Click on it to see all the coal mines discussed in this article.
After 1918, production at the Tantalus mine dropped to a few hundred tons per year,
mostly used by homes and businesses in Dawson City.
The Tantalus Mine was closed in 1922 when a fault
was reached in the main tunnel, and the coal vein could not be relocated.
Development work then shifted to the Tantalus Butte Mine on the opposite side of the Yukon
River (136° 15' W., 62° 08' N.).
A forest fire in the 1950s ignited a small coal seam at
the old mine, and some locals report that smoke can
occasionally still be seen coming out of cracks in the ground around the old workings. The remains of the old dock and a small coal
seam can still (2003) be seen on the south side of the river about a hundred yards upriver from the highway bridge.

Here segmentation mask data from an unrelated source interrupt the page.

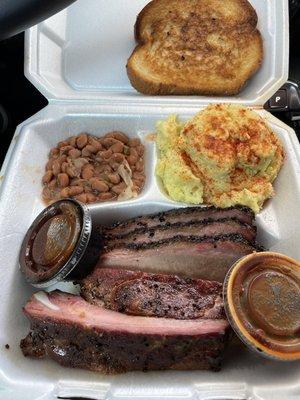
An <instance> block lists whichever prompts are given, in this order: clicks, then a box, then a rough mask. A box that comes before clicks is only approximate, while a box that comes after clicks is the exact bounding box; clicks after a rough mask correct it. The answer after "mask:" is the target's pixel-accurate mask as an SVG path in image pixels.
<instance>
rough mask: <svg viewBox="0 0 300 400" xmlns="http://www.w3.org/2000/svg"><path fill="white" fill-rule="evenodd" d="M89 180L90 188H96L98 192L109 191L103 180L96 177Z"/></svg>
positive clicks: (94, 189)
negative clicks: (90, 184)
mask: <svg viewBox="0 0 300 400" xmlns="http://www.w3.org/2000/svg"><path fill="white" fill-rule="evenodd" d="M90 182H91V185H92V188H93V189H94V190H97V191H98V192H100V193H103V192H108V191H109V186H108V185H107V184H106V183H105V182H103V181H100V180H99V179H97V178H92V179H90Z"/></svg>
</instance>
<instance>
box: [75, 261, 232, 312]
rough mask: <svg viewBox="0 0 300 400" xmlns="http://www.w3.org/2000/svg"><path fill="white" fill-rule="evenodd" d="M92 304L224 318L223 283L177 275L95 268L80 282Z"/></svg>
mask: <svg viewBox="0 0 300 400" xmlns="http://www.w3.org/2000/svg"><path fill="white" fill-rule="evenodd" d="M80 286H81V295H82V296H83V297H84V298H85V299H86V300H87V301H88V302H89V303H91V304H95V305H99V306H104V307H105V308H108V309H110V310H114V311H119V312H123V313H125V314H131V315H141V316H146V317H164V318H174V319H196V318H211V319H224V318H225V314H224V308H223V300H222V284H221V283H219V282H211V281H203V280H200V279H182V278H179V277H178V276H175V275H161V274H151V273H143V272H140V271H126V270H118V269H105V268H96V269H95V270H94V272H93V273H92V274H91V275H90V276H88V277H87V278H86V279H84V280H83V281H82V282H81V283H80Z"/></svg>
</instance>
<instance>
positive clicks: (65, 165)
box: [61, 162, 69, 173]
mask: <svg viewBox="0 0 300 400" xmlns="http://www.w3.org/2000/svg"><path fill="white" fill-rule="evenodd" d="M68 166H69V164H68V163H67V162H63V163H62V164H61V171H62V172H64V173H65V172H66V171H67V168H68Z"/></svg>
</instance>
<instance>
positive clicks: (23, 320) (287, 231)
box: [0, 104, 300, 400]
mask: <svg viewBox="0 0 300 400" xmlns="http://www.w3.org/2000/svg"><path fill="white" fill-rule="evenodd" d="M148 111H149V110H145V109H142V108H141V109H137V110H136V108H135V107H132V108H130V107H129V108H127V112H126V113H124V114H120V113H116V114H114V113H113V114H112V113H108V112H107V111H105V110H104V109H103V107H102V106H100V105H98V106H97V105H93V106H92V105H88V106H87V105H85V106H82V105H76V104H53V105H50V106H48V107H47V108H45V109H44V110H42V111H41V112H40V113H39V114H37V115H36V116H34V117H32V118H31V120H30V121H29V122H28V123H25V124H23V125H21V126H20V127H19V128H18V131H17V133H16V136H15V139H14V140H15V145H14V149H13V151H12V155H11V157H10V160H9V161H8V163H7V164H6V168H5V170H4V176H2V181H3V182H2V187H1V213H0V266H1V267H0V279H1V283H2V295H1V302H0V315H1V330H0V343H1V347H0V398H1V400H2V399H3V400H6V399H12V398H13V399H14V400H24V399H25V400H26V399H31V400H35V399H55V398H59V397H67V398H68V397H70V396H78V397H80V396H81V397H86V398H92V399H97V400H98V399H111V400H117V399H118V400H127V399H139V400H140V399H158V398H159V399H167V400H171V399H172V400H173V399H174V398H178V399H189V400H190V399H192V400H194V399H195V400H196V399H197V400H198V399H200V400H202V399H203V400H214V399H223V400H225V399H226V400H228V399H230V400H231V399H238V400H246V399H249V400H250V399H252V400H256V399H257V400H262V399H263V400H275V399H278V400H279V399H280V400H282V398H284V399H296V398H297V395H298V396H299V395H300V376H299V373H298V371H299V366H300V364H299V363H291V364H286V363H278V362H274V361H270V360H265V359H263V358H261V357H259V356H256V355H255V354H252V353H250V352H248V351H247V350H246V349H245V348H242V347H235V346H233V347H231V348H230V349H229V351H228V352H227V354H226V357H225V362H224V365H223V368H222V371H221V372H219V373H212V372H203V371H193V372H191V371H184V372H171V371H164V372H150V373H147V374H145V373H129V374H126V375H120V376H103V375H101V374H95V373H91V372H87V371H83V370H72V369H67V368H63V367H60V366H58V365H57V364H55V363H54V362H52V361H49V360H41V361H37V360H30V359H26V358H24V357H23V355H22V353H21V350H20V349H19V346H18V344H19V341H20V339H21V338H23V337H24V336H25V335H26V333H27V332H28V329H29V324H28V321H27V320H26V318H25V317H24V316H23V315H22V312H21V309H22V306H23V305H24V304H25V302H26V300H27V299H28V298H29V296H30V295H31V293H32V292H33V290H32V289H31V288H30V287H29V285H28V284H26V283H25V281H24V279H23V277H22V276H21V273H20V271H19V268H18V251H19V248H20V244H21V241H22V238H23V235H24V234H25V232H26V230H27V228H28V227H29V225H30V223H31V222H32V220H33V219H34V218H35V216H36V215H37V214H38V213H39V212H40V211H41V210H42V209H43V207H44V204H43V203H42V201H41V198H40V194H41V188H42V186H41V178H42V175H43V169H44V165H45V162H46V159H47V154H48V151H49V149H50V148H51V147H52V146H54V145H55V144H56V143H57V142H58V141H59V140H62V139H64V138H67V137H68V136H70V135H74V134H78V133H80V132H82V130H84V131H86V132H90V133H92V134H94V135H98V136H99V135H101V134H103V133H105V132H107V131H108V130H112V129H122V130H123V131H124V132H125V133H126V134H128V135H129V136H135V135H138V136H140V138H141V139H142V141H143V143H144V144H145V147H146V153H145V154H146V173H147V181H146V185H145V188H144V190H143V192H142V193H141V195H140V196H139V197H138V198H137V199H134V200H129V201H126V202H121V203H102V204H95V205H93V208H96V209H97V210H98V218H99V222H102V223H104V224H108V223H110V222H112V221H114V220H116V219H117V220H119V219H121V220H122V219H126V218H128V217H132V216H136V215H139V214H147V213H152V212H156V211H160V210H166V209H170V208H173V207H180V206H182V205H181V204H175V203H174V202H172V201H171V200H169V199H168V197H167V196H166V195H165V194H164V193H163V192H162V191H161V189H160V187H159V185H158V183H157V181H156V179H155V176H154V166H155V161H156V152H155V143H154V142H151V141H149V140H148V134H149V133H151V132H153V130H154V126H155V122H156V121H157V120H159V119H162V118H165V117H166V116H167V115H169V114H170V113H174V112H177V111H178V110H176V109H167V110H160V111H159V112H157V110H156V112H154V110H153V111H152V113H149V112H148ZM258 112H259V113H260V114H261V115H262V116H263V117H264V118H265V119H266V121H267V122H268V123H269V124H270V126H271V127H272V129H273V130H274V131H275V132H276V134H277V135H278V136H279V137H280V139H281V140H282V142H283V144H284V147H285V150H286V153H287V155H286V161H285V164H284V166H283V168H282V170H281V172H280V175H279V177H278V179H277V180H276V184H275V189H276V196H275V197H274V198H273V199H272V200H271V201H268V203H267V204H266V206H265V207H264V209H263V211H262V212H261V213H260V214H259V215H258V217H257V225H258V233H259V240H260V242H261V243H262V244H263V245H264V246H266V247H268V248H270V249H271V250H277V251H280V252H283V253H287V254H289V255H290V256H292V257H295V258H298V259H300V247H299V236H300V228H299V224H297V221H299V220H300V208H299V198H300V164H299V158H298V155H297V154H299V151H300V146H299V144H298V142H297V139H296V136H295V134H294V132H293V131H292V130H291V129H290V128H289V127H287V126H286V125H284V124H282V123H281V122H280V121H279V120H277V119H276V118H274V117H272V116H271V114H269V113H267V112H265V111H263V110H260V111H258ZM193 113H194V109H190V108H189V107H186V108H182V109H181V113H180V116H181V118H182V119H183V120H184V119H186V118H190V117H191V116H192V115H193ZM62 287H63V289H64V290H70V289H72V290H74V287H73V285H68V284H65V285H64V286H60V288H62ZM6 343H8V344H9V345H10V349H9V350H7V349H5V347H4V345H5V344H6ZM12 393H13V394H14V395H13V397H11V396H12ZM260 393H263V395H261V394H260ZM280 393H281V395H282V394H283V393H284V397H280V395H279V394H280Z"/></svg>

The Tantalus Butte Mine was never able to develop a large market, and yearly
production ranged from 300 to 600 tons until 1938 when the mine closed. In 1948 the Yukon Coal Company,
owned by Cassiar Asbestos,
reopened the mine with a federal loan of $300,000. Production increased to nearly 13,000 tons
by 1954, but then declined to 8,806 tons by 1965 as demand by the United Keno Hill Mines decreased.

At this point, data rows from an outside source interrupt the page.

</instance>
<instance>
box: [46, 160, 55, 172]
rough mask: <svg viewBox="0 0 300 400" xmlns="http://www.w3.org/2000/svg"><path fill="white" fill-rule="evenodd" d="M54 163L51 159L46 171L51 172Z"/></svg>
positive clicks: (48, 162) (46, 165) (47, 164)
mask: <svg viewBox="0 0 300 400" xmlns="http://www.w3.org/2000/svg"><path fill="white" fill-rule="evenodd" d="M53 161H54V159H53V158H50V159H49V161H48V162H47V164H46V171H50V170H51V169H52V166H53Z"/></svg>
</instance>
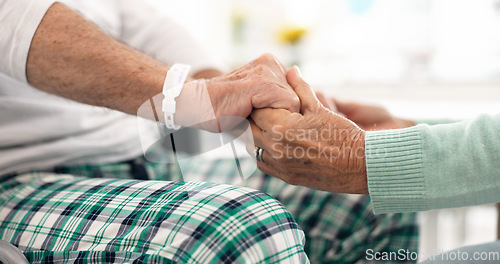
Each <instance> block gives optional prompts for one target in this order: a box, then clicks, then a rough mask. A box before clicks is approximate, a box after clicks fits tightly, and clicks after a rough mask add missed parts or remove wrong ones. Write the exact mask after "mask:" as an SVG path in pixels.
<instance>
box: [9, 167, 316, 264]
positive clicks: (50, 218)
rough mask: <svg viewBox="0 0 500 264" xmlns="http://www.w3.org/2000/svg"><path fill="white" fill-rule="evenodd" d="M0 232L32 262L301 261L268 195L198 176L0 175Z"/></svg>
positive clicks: (280, 205)
mask: <svg viewBox="0 0 500 264" xmlns="http://www.w3.org/2000/svg"><path fill="white" fill-rule="evenodd" d="M1 186H2V188H1V189H0V193H1V195H0V203H1V204H2V206H1V211H0V218H1V222H0V223H1V224H0V230H1V232H0V237H1V238H2V239H3V240H7V241H9V242H11V243H13V244H14V245H16V246H18V247H19V248H20V249H21V250H22V251H24V252H25V255H26V256H27V257H28V259H29V260H30V262H32V263H96V262H99V263H284V262H286V263H306V262H308V261H307V257H306V255H305V253H304V249H303V243H304V234H303V232H302V231H301V230H300V228H299V227H298V226H297V224H296V223H295V221H293V218H292V216H291V215H290V213H289V212H288V211H287V210H286V209H285V208H284V207H283V206H282V205H281V204H280V203H278V202H277V201H276V200H274V199H273V198H271V197H269V196H268V195H266V194H264V193H262V192H258V191H253V190H250V189H247V188H241V187H235V186H227V185H216V184H209V183H195V182H160V181H136V180H116V179H88V178H81V177H74V176H69V175H57V174H39V173H32V174H28V175H21V176H18V177H15V178H13V179H10V180H8V181H3V182H2V185H1Z"/></svg>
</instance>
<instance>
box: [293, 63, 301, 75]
mask: <svg viewBox="0 0 500 264" xmlns="http://www.w3.org/2000/svg"><path fill="white" fill-rule="evenodd" d="M293 67H294V68H295V71H297V75H298V76H299V77H300V78H302V72H300V68H299V66H297V65H295V66H293Z"/></svg>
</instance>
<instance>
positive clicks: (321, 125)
mask: <svg viewBox="0 0 500 264" xmlns="http://www.w3.org/2000/svg"><path fill="white" fill-rule="evenodd" d="M287 81H288V83H289V84H290V85H291V86H292V87H293V89H294V90H295V92H296V93H297V95H298V96H299V98H300V101H301V104H302V106H301V111H300V113H290V112H289V111H287V110H282V109H261V110H256V111H254V112H253V113H252V121H251V126H252V133H253V136H254V141H255V145H256V146H258V147H260V148H262V149H264V153H263V160H264V162H258V166H259V168H260V169H261V170H262V171H264V172H266V173H268V174H270V175H272V176H275V177H278V178H280V179H282V180H284V181H286V182H288V183H290V184H293V185H303V186H308V187H311V188H314V189H318V190H324V191H330V192H345V193H367V192H368V189H367V183H366V165H365V157H364V154H365V150H364V138H365V131H363V130H362V129H360V128H359V127H358V126H357V125H356V124H354V123H352V122H351V121H349V120H347V119H345V118H343V117H341V116H340V115H338V114H336V113H334V112H332V111H330V110H329V109H327V108H325V107H324V106H323V105H322V104H321V103H320V102H319V101H318V99H317V97H316V96H315V94H314V92H313V91H312V90H311V88H310V87H309V85H308V84H307V83H306V82H305V81H304V80H303V79H302V77H301V76H300V73H299V71H298V68H296V67H294V68H292V69H291V70H289V71H288V73H287ZM248 151H253V150H251V149H249V150H248Z"/></svg>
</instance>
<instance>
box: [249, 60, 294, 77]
mask: <svg viewBox="0 0 500 264" xmlns="http://www.w3.org/2000/svg"><path fill="white" fill-rule="evenodd" d="M255 62H258V63H264V64H265V65H267V66H268V67H270V68H271V70H272V71H274V72H276V73H281V75H282V76H283V77H284V76H285V74H286V71H287V69H286V67H285V66H284V65H283V63H281V61H279V60H278V59H277V58H276V57H275V56H273V55H272V54H263V55H261V56H260V57H259V58H257V59H256V60H255ZM283 79H285V78H283Z"/></svg>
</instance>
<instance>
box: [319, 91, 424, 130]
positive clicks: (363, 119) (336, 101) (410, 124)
mask: <svg viewBox="0 0 500 264" xmlns="http://www.w3.org/2000/svg"><path fill="white" fill-rule="evenodd" d="M317 95H318V99H319V100H320V101H321V103H323V105H325V106H327V105H329V106H331V108H330V109H331V110H332V111H334V112H336V113H340V114H343V115H344V116H345V117H347V118H348V119H350V120H351V121H353V122H354V123H356V124H357V125H358V126H360V127H361V128H362V129H364V130H384V129H396V128H405V127H411V126H414V125H415V123H414V122H413V121H411V120H407V119H402V118H397V117H395V116H393V115H391V113H389V112H388V111H387V110H386V109H384V108H382V107H380V106H375V105H365V104H360V103H354V102H343V101H339V100H336V99H334V98H327V97H326V96H324V95H323V94H321V93H318V94H317Z"/></svg>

This photo shows the main adit and loading platform in September 2001.
The mine closed in 1967, but two years later, Anvil Mining Corporation reopened
it, with the coal to be used at their Faro
lead/zinc mine for concentrate drying and plant heating. In the mid-1970s, production peaked
at about 18,000 tons per year, and most of what is visible at the mine site today is from that era.
This photo shows the ore dump, with the Yukon River and the road to the Faro mine in the background. September 2001.
Another view of the ore dump and the Yukon River.
Renamed Cyprus Anvil, the company calculated reserves of approximately 85,000 tons in 1976, but
most of that was mined before operations were shut down for the final time in 1982 due to the
closure of the Faro mine. The closure of that mine also spelled the end of freight service on
the WP&YR, which had undergone a major upgrade to service to mine.
An underground fire had started in an abandoned section of the mine in 1978,
and the unsuccessful efforts to extinguish it may have also been a consideration in the
decision to not keep the mine open while new markets were sought.
In this photo, the hillside above the main adit is slowly collapsing, and has
been fenced off. September 2001.
This photo hints at the conditions that faced the miners underground. Even in early September, the air
coming out of this shaft is cold enough to form substantial quantities of ice on the timbers!
A general view of the mine workings in September 2001.
A winze (an angled shaft), with the Yukon River below and the community of Carmacks barely visible
in the distance. The coal seams angled into the mountain at angles of from 16-50 degrees, so standard tunnels (horizontal) and shafts (vertical)
couldn't follow them.
The road down from the mine. It's passable by cars except in very wet weather, but
not by larger vehicles due to overgrowth.